Michael F. Dwyer, a historian for the National-Capital Park and Planning Commission, said land records commonly make no mention of gravesites, and those that do tend not to give the exact locations. For that reason, he said, when it comes to old family cemeteries, a family's folk history is more accurate than crumbling, 19th-century deeds.

"If somebody alive knows a specific location, it would seem reasonable to assume that there is or was a family burial ground at that spot if there is not a specific reference in the deed or plat, which usually there is not," he said.

Dwyer said he visited Banks' aging aunt, Katherine Ward, in 1974 when he was gathering details of the historic sites in the area. (Banks' own home was converted from the area's first post office, which her grandfather, Ignatius Beall Ward, postmaster from 1872 to 1893, operated in conjunction with his general store. He had married Banks' grandmother, Elizabeth Frances Garrett.)

Dwyer said during his interview with Katherine Ward, who since died, she mentioned two gravesites, one currently preserved on the south side of Rte. 28 where Ward family members are buried, and another on the golf course, where the Garretts were buried. She, too, had noted that the clump of trees marked the spot, Dwyer said.

Often, Dwyer added, when family cemeteries are moved, some graves are left behind. He noted that two graves were discovered on a farm just before the the Laytonsville landfill was constructed on it. The Riggs family was thought to have transferred all of their buried kin from the spot, but a few descendents thought some bodies remained. Just before construction, state archeologists found their memories were correct, and the remains were sent to Rockville.

Banks said she has been trying to carry on a family vow to sell not an inch of the farm. Since 1958, when she found herself the only one left to run it, she has had to battle the House and Senate Appropriatins Committees in 1962, when the federal government wanted to build an Environmental Health Center on her farms and adjoining ones. She opposed a plan the county had a few years later that would have run an outer beltway loop over her property, and currently, she is fending off a road project that would trim 800 feet, or about 2 1/2 acres, off her pastures.

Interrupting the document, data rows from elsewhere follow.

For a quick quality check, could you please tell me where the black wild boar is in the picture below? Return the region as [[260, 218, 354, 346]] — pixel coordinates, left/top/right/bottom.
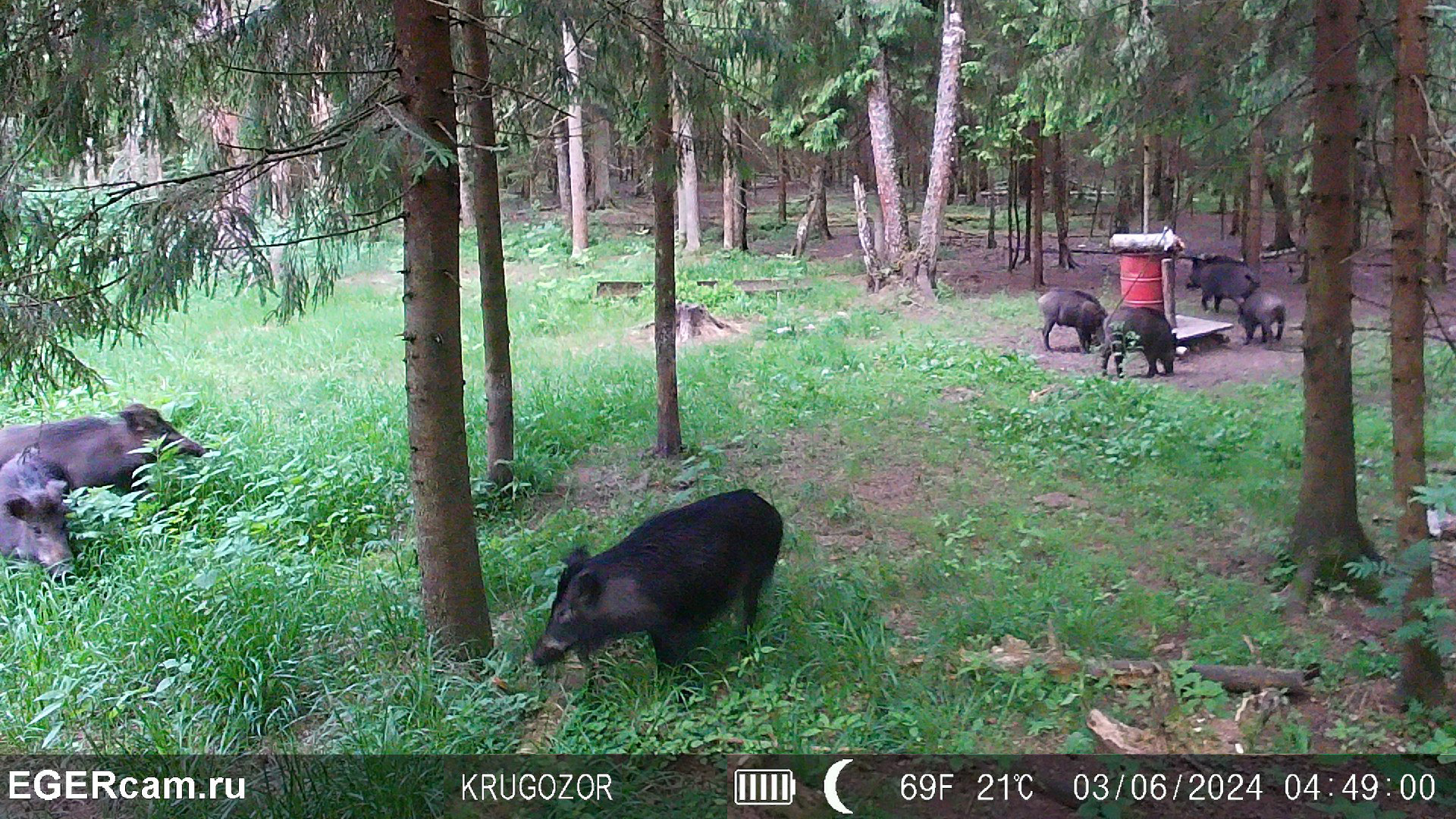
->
[[532, 490, 783, 666], [1188, 256, 1260, 313], [0, 449, 71, 577], [0, 403, 207, 493], [1184, 253, 1244, 290], [1239, 290, 1284, 344], [1102, 307, 1178, 378], [1037, 287, 1106, 353]]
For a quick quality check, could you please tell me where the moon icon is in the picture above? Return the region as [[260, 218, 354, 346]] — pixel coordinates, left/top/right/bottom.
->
[[824, 759, 853, 816]]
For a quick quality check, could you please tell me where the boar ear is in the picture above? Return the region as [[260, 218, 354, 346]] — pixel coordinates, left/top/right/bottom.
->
[[571, 568, 601, 606], [119, 403, 162, 433], [5, 495, 30, 517], [46, 479, 70, 506]]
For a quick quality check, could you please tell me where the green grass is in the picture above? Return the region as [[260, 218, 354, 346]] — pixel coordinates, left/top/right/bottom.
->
[[0, 220, 1453, 754]]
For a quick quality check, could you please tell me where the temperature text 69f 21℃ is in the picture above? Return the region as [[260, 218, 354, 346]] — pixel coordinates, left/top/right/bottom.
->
[[900, 773, 1035, 802]]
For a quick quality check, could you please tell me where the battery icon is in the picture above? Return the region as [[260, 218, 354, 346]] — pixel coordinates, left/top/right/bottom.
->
[[733, 768, 795, 805]]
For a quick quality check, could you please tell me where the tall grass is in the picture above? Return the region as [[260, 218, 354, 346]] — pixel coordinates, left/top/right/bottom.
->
[[0, 220, 1451, 754]]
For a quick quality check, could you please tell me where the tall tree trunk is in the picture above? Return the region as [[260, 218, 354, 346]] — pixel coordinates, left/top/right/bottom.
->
[[592, 106, 611, 207], [1006, 158, 1021, 271], [1031, 119, 1046, 290], [723, 102, 738, 251], [986, 191, 996, 251], [733, 120, 748, 244], [460, 0, 516, 487], [674, 103, 703, 253], [645, 0, 682, 457], [1018, 156, 1037, 262], [1108, 158, 1136, 233], [777, 147, 789, 224], [1264, 168, 1294, 251], [1426, 169, 1456, 287], [866, 49, 910, 262], [1292, 0, 1376, 613], [552, 120, 571, 214], [723, 103, 748, 251], [902, 0, 965, 299], [1244, 125, 1264, 275], [1051, 131, 1077, 270], [1391, 0, 1447, 708], [1143, 131, 1157, 233], [560, 20, 587, 255], [791, 156, 824, 256], [393, 0, 491, 657], [812, 153, 834, 240], [1157, 137, 1178, 224]]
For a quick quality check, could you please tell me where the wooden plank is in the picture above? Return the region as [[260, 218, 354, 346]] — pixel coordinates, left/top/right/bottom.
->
[[1174, 315, 1233, 341], [597, 281, 646, 299], [597, 278, 808, 299]]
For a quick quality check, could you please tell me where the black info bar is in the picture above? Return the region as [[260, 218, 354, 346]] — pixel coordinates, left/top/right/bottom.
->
[[0, 752, 1456, 819]]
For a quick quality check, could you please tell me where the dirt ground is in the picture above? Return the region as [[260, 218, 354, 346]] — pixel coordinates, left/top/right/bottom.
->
[[652, 188, 1456, 388]]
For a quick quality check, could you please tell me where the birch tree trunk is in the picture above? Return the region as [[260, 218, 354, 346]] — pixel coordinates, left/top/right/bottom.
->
[[1027, 120, 1046, 290], [777, 147, 789, 224], [1391, 0, 1447, 708], [1244, 125, 1264, 275], [460, 0, 516, 487], [1292, 0, 1376, 613], [791, 156, 824, 256], [644, 0, 682, 457], [592, 108, 611, 207], [1051, 131, 1077, 270], [723, 103, 748, 251], [552, 120, 571, 211], [560, 20, 587, 255], [1143, 133, 1156, 233], [1264, 168, 1294, 251], [866, 49, 908, 260], [674, 102, 703, 253], [393, 0, 491, 657], [902, 0, 965, 299]]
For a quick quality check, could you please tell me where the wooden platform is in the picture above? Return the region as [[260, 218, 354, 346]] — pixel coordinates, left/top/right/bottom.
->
[[1174, 313, 1233, 343]]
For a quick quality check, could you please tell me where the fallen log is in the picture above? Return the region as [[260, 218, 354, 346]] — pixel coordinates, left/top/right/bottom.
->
[[1086, 661, 1320, 697], [639, 302, 741, 344], [962, 635, 1320, 698], [597, 281, 646, 299]]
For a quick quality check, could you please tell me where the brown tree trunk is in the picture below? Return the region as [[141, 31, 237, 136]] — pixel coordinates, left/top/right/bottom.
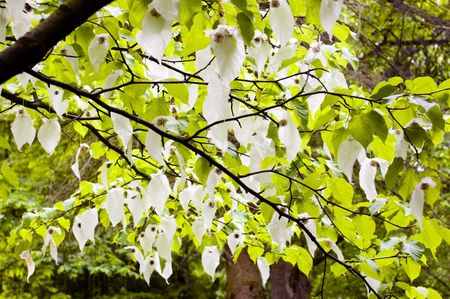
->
[[270, 259, 311, 299], [225, 249, 263, 299]]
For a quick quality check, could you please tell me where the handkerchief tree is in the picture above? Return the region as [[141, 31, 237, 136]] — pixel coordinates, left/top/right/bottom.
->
[[0, 0, 450, 298]]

Ironically, many of her new neighbors, who greet her at the grocery store, bubble about her meticulously kept farmhouse and weedless green pastures, and beg her never to allow it to become a subdivision.

She appreciates the sentiment, though, for if she died today, she said, the land would go to relatives who are not farmers.

"People have said, nobody owned that land but the Garretts and the Indians," Banks said. "I can't prove what it is now, but it was a cemetery, and in my estimation they should at least leave a little plaque there. That's not going to kill anybody."